The date was in mid-November, Bob’s birthday actually, and to mark the occasion, we decided to get out in the field for some birding. Little did we know that a diminutive Northern Saw-whet Owl would make our day!
Bob and I always keep an eye out for owls when walking forest trails. This is no easy task as there are endless possible perches and trees to hide within. As we scan our surroundings, our heads resemble those of a bobblehead doll. All species of owls are so well camouflaged that it is nearly impossible to detect them.
The day started out very cold but sunshine promised to help keep us warm. Alas, the wind got up with brutal gusts chilling us despite our layers of clothing. Sunshine gave way to a heavy snow shower that limited visibility.
Bob and I were not deterred even though there seemed to be little bird activity. Everything was hunkered down trying to keep warm.
As we walked one stretch of a trail with Bob in the lead, he passed a small stand of rather young pine trees. As always, two sets of eyes are better than one, and as I brought up the rear, I glanced to my right and was startled to see this Northern Saw-whet Owl staring at me.
I believe the Saw-whet Owl was equally as surprised judging by its wide-eyed appearance.
I hastened to get closer to Bob to alert him to the presence of the Northern Saw-whet Owl, and we returned quietly to the vicinity of the owl’s perch making every attempt to keep our distance and prevent distressing the owl.
Our movements were carried out slowly and quietly while the Northern Saw-whet Owl scrutinized our actions. Bob and I were so thankful that the little owl had chosen a perch where no twigs obscured our view.
Northern Saw-whet Owls must conserve their energy throughout the daylight hours in order to keep warm, avoid detection by predators, and to be ready for hunting once dusk falls.
After a few short minutes of photographing the Northern Saw-whet Owl, Bob and I retreated back along the trail and continued hiking for another hour or so.
A quick check back before heading home revealed an empty branch where the Owl had been.
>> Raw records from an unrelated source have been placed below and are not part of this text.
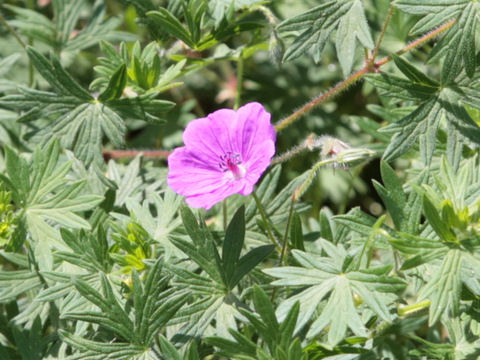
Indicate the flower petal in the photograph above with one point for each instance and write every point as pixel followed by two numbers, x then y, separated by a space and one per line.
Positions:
pixel 257 163
pixel 253 128
pixel 210 137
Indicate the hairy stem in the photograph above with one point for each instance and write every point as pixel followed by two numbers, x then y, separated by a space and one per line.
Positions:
pixel 119 154
pixel 343 85
pixel 285 238
pixel 238 95
pixel 225 215
pixel 382 32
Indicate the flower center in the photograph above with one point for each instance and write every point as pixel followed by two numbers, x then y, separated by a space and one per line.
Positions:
pixel 232 163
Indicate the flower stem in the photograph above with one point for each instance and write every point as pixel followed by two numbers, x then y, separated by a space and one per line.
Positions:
pixel 225 220
pixel 382 32
pixel 343 85
pixel 285 238
pixel 265 221
pixel 119 154
pixel 238 95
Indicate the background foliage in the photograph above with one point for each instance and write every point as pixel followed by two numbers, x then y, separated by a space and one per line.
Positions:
pixel 361 245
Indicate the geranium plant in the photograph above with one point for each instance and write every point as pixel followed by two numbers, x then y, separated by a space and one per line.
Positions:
pixel 221 179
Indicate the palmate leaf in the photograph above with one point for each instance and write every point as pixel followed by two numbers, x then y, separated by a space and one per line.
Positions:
pixel 436 102
pixel 212 291
pixel 80 120
pixel 448 250
pixel 458 43
pixel 46 197
pixel 61 33
pixel 347 16
pixel 163 223
pixel 153 307
pixel 274 337
pixel 404 210
pixel 325 275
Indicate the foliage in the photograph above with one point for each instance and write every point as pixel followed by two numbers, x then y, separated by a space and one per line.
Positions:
pixel 361 241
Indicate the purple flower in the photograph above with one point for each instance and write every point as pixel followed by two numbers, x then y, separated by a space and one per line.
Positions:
pixel 225 153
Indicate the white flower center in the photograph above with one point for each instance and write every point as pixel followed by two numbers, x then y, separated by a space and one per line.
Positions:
pixel 231 164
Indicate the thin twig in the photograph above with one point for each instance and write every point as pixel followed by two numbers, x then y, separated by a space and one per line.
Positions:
pixel 282 124
pixel 238 95
pixel 118 154
pixel 285 238
pixel 382 32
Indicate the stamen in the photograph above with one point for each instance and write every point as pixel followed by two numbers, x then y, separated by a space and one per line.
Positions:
pixel 233 164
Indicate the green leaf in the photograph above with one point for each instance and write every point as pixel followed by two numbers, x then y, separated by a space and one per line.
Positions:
pixel 296 233
pixel 352 25
pixel 457 46
pixel 233 243
pixel 436 222
pixel 444 288
pixel 393 196
pixel 413 73
pixel 265 309
pixel 115 85
pixel 168 22
pixel 318 23
pixel 249 261
pixel 56 76
pixel 79 120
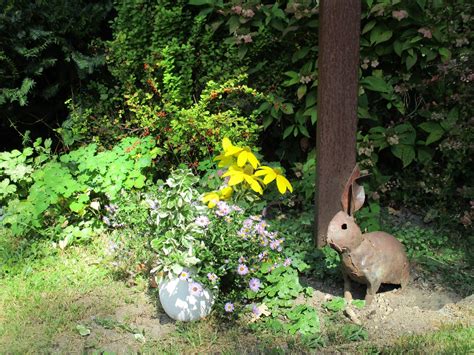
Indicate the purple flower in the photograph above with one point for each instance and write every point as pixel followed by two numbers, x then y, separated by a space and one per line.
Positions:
pixel 236 9
pixel 256 310
pixel 242 269
pixel 248 223
pixel 271 235
pixel 254 284
pixel 237 209
pixel 212 277
pixel 153 204
pixel 195 288
pixel 202 221
pixel 229 307
pixel 106 220
pixel 243 232
pixel 260 227
pixel 223 209
pixel 184 275
pixel 399 15
pixel 248 13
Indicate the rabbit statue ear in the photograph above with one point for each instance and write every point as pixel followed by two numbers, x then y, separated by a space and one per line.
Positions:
pixel 353 195
pixel 358 197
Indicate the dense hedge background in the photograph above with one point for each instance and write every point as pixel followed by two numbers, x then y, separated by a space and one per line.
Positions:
pixel 188 73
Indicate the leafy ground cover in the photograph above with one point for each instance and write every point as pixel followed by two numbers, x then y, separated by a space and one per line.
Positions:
pixel 64 301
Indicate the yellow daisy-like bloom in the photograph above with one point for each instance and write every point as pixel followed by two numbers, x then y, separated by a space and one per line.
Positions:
pixel 211 198
pixel 271 174
pixel 238 175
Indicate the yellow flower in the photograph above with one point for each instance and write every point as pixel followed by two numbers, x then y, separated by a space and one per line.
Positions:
pixel 211 198
pixel 271 174
pixel 238 175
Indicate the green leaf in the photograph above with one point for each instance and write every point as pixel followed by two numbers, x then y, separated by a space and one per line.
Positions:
pixel 287 108
pixel 369 25
pixel 411 61
pixel 374 83
pixel 288 131
pixel 83 331
pixel 301 91
pixel 380 34
pixel 303 130
pixel 76 206
pixel 445 54
pixel 425 155
pixel 267 121
pixel 398 47
pixel 406 153
pixel 434 136
pixel 201 2
pixel 336 304
pixel 300 54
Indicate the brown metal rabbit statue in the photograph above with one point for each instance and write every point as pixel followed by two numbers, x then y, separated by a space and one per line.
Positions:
pixel 370 258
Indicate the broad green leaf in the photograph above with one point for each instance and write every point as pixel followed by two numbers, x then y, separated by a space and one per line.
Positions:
pixel 431 127
pixel 411 61
pixel 406 153
pixel 380 34
pixel 374 83
pixel 201 2
pixel 445 54
pixel 434 136
pixel 336 304
pixel 287 108
pixel 369 25
pixel 76 206
pixel 301 91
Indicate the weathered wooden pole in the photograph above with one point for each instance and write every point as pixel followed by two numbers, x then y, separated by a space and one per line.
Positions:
pixel 339 31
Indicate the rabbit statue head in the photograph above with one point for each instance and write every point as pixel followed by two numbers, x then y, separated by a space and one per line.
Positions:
pixel 343 233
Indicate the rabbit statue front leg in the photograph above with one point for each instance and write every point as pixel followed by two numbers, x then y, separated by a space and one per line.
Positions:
pixel 347 287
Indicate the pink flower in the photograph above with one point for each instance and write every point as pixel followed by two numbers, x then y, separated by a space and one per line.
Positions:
pixel 399 14
pixel 242 269
pixel 426 32
pixel 254 284
pixel 247 39
pixel 256 310
pixel 229 307
pixel 202 221
pixel 248 13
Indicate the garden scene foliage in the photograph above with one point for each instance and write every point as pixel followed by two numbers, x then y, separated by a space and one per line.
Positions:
pixel 144 140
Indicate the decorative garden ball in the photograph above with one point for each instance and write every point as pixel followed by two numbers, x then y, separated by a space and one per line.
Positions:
pixel 183 300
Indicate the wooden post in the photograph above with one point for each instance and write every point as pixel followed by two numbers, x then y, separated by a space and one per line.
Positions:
pixel 338 63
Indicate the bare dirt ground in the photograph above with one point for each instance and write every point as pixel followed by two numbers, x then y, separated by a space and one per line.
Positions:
pixel 421 307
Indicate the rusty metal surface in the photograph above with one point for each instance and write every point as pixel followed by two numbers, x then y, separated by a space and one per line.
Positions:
pixel 371 258
pixel 338 60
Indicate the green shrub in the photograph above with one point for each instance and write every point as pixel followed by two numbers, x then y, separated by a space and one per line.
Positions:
pixel 47 51
pixel 66 192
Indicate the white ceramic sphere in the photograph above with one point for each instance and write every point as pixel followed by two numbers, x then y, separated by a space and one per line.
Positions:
pixel 178 302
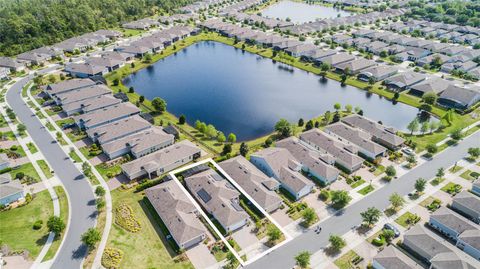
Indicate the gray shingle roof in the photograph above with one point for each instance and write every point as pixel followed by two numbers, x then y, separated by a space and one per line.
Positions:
pixel 217 196
pixel 252 180
pixel 176 210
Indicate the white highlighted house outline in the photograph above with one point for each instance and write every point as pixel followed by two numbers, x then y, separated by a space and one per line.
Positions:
pixel 288 237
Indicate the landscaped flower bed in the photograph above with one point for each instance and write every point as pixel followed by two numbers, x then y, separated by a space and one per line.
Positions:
pixel 124 218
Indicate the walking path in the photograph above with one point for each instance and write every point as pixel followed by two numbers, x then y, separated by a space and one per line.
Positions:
pixel 44 181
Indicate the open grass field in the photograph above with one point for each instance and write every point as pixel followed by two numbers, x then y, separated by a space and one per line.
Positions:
pixel 16 229
pixel 146 248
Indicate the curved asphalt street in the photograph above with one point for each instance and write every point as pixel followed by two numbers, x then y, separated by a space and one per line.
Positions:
pixel 344 221
pixel 81 197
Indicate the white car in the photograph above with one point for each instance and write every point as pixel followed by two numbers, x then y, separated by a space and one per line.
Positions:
pixel 408 151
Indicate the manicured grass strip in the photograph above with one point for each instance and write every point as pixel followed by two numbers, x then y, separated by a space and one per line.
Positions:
pixel 366 190
pixel 45 168
pixel 455 169
pixel 348 260
pixel 16 226
pixel 357 183
pixel 156 251
pixel 407 219
pixel 74 156
pixel 28 170
pixel 63 200
pixel 32 148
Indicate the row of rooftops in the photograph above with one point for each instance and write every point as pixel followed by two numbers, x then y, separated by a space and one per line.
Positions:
pixel 430 247
pixel 106 119
pixel 462 95
pixel 156 41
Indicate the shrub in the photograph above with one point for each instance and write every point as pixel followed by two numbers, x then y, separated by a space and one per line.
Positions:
pixel 37 225
pixel 112 258
pixel 124 218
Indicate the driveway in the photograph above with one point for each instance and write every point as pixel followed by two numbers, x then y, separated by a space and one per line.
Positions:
pixel 201 257
pixel 345 219
pixel 81 197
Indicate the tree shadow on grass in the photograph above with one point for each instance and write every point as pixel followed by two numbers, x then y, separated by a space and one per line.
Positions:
pixel 158 224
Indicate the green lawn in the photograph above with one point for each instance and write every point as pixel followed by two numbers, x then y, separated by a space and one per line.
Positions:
pixel 45 168
pixel 28 170
pixel 455 169
pixel 74 156
pixel 108 172
pixel 366 190
pixel 16 230
pixel 32 148
pixel 346 261
pixel 469 175
pixel 63 200
pixel 150 239
pixel 357 183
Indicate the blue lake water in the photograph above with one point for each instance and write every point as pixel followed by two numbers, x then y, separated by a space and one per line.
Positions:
pixel 299 12
pixel 246 94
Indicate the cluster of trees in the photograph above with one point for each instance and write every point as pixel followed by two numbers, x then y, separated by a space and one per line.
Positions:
pixel 452 12
pixel 29 24
pixel 211 132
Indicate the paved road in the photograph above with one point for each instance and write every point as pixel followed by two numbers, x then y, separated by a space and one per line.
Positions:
pixel 343 222
pixel 81 197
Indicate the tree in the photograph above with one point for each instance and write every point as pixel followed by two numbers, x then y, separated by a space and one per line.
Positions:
pixel 337 242
pixel 388 235
pixel 413 126
pixel 221 137
pixel 474 152
pixel 211 131
pixel 425 127
pixel 303 259
pixel 273 233
pixel 309 125
pixel 430 98
pixel 300 122
pixel 243 149
pixel 91 237
pixel 340 198
pixel 100 191
pixel 100 204
pixel 284 128
pixel 227 148
pixel 182 119
pixel 327 117
pixel 348 108
pixel 420 184
pixel 159 104
pixel 232 138
pixel 371 216
pixel 396 200
pixel 55 224
pixel 456 134
pixel 440 172
pixel 390 171
pixel 309 216
pixel 432 148
pixel 232 260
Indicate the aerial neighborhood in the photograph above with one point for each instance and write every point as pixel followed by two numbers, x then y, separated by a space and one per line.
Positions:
pixel 240 134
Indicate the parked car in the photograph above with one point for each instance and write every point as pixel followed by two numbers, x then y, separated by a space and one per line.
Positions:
pixel 408 151
pixel 390 227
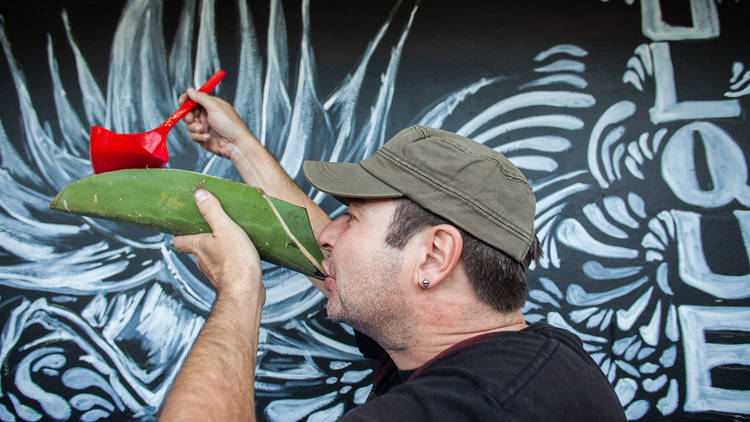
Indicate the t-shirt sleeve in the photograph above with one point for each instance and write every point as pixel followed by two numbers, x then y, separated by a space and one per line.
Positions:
pixel 429 399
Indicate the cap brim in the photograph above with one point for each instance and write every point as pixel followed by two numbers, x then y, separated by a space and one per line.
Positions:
pixel 347 180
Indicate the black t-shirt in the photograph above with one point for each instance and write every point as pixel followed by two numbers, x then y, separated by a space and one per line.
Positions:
pixel 540 373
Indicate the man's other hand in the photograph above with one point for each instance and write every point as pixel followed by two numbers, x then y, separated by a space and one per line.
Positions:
pixel 226 256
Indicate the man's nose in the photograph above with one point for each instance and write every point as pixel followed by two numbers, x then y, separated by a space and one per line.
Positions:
pixel 331 232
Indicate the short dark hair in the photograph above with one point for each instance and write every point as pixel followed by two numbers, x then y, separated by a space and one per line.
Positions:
pixel 496 278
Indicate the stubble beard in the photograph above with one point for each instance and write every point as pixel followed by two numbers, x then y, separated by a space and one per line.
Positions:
pixel 372 303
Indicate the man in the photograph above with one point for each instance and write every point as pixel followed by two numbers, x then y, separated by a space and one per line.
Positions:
pixel 427 265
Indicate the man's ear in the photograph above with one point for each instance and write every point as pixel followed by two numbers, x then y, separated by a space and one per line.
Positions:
pixel 439 255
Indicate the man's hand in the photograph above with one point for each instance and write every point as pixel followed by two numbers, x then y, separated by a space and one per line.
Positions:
pixel 214 124
pixel 216 381
pixel 226 256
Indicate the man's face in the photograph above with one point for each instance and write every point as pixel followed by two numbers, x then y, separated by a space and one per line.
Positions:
pixel 366 275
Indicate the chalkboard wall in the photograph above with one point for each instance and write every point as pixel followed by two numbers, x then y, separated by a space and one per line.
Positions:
pixel 629 119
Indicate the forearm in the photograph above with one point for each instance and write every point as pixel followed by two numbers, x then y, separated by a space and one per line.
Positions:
pixel 216 381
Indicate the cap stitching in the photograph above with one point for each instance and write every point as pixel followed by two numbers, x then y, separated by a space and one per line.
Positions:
pixel 497 162
pixel 517 231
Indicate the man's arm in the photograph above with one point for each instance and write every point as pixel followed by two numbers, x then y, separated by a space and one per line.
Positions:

A search of the area seemed futile until I noticed a wee face peeking out from behind a narrow tree trunk. It appeared that the Northern Saw-whet Owl had gone in search of a warmer perch because where it now sat, rays of late-afternoon sunshine filtered through the tangle of branches. We left the Northern Saw-whet Owl huddled contentedly out of the wind as it waited for the sun to set.